Over the last 8 seasons (including every one of them--not just 2005 and 2008) Baseball Prospectus underestimates the Sox by an average of 7 wins. 8 seasons is a sizable chunk to be that wrong about, and 7 wins is, coincidentally, the difference between the 2012 projection of 78-84 and the actual record of 85-77. It took the Sox taking everyone by surprise last year and leading the division for most of the summer to even reach the average amount that BP is wrong by. The system does not take intangibles into account at all--as evidenced by the 82-80 projection the year after a 99-win championship season. Like clockwork, the Sox outpaced the 2006 projection by 8 games. You didn't have to look far to find other publications picking the Sox to win at least 90 games in 2006--that's because most other projections take such intangibles into account--and guess what? Intangibles apparently matter, because the majority was right that year, and BP was as wrong as ever.
Quote:
Originally Posted by doublem23 View Post

Well first off, anyone who understands Stats 101 knows that even good models turn out bad results from time to time.
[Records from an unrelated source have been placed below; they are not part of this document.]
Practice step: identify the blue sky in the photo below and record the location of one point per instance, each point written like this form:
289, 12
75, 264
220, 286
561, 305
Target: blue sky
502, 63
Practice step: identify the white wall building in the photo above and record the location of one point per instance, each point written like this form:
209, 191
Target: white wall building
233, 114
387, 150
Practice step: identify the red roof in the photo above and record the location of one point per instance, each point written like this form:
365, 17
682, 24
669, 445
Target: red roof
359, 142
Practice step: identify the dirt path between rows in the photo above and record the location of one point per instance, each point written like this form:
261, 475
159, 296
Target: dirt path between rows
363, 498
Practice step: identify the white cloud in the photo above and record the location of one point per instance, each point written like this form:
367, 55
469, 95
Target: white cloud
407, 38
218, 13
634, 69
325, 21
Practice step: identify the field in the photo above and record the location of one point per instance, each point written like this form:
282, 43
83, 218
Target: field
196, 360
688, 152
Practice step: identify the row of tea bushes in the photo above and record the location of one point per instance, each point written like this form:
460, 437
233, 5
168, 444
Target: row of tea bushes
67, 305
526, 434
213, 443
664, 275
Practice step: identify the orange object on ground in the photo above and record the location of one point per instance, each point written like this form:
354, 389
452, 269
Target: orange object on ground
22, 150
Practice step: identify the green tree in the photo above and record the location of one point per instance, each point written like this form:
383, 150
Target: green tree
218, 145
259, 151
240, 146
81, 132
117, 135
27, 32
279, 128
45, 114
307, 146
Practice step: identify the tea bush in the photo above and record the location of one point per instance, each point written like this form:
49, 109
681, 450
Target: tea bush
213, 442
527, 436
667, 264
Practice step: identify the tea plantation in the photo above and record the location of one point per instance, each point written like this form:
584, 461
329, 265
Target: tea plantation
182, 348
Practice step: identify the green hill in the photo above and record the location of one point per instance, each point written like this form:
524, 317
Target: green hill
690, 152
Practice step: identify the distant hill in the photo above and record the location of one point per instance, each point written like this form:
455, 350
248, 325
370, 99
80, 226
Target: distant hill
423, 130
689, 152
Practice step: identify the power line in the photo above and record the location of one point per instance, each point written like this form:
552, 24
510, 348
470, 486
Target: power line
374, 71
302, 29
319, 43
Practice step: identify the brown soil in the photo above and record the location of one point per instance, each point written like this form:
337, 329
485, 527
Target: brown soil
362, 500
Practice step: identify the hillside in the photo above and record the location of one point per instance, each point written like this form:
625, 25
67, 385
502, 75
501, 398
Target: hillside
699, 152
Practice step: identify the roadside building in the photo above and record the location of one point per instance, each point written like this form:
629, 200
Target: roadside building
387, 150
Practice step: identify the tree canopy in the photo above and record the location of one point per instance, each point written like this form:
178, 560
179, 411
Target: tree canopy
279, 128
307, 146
6 years out of 8 is not "from time to time"-- it's 75% of the time.
www.chicagotribune.com/sports/baseball/whitesox/chi-chicago-white-sox-baseball-prospectus-20130211,0,7279767.story

My final argument is this: when numbers are blindly used as the only basis for prediction, the prediction will very often fail. Here's a simplistic analogy: If you roll a die 1000 times and take the average of all the values that come up, you will get something close to 3.5. Yet only an idiot would actually believe that this means that 3.5 was the most likely number to come up on the next roll, because he would be failing to account for other factors, such as the fact that 3.5 is not a number that appears on any side of a die. Similarly, someone who believes a 162-game baseball season can be reasonably predicted just by looking at numbers--and actually makes important decisions that are based on those projections--is just as big a fool.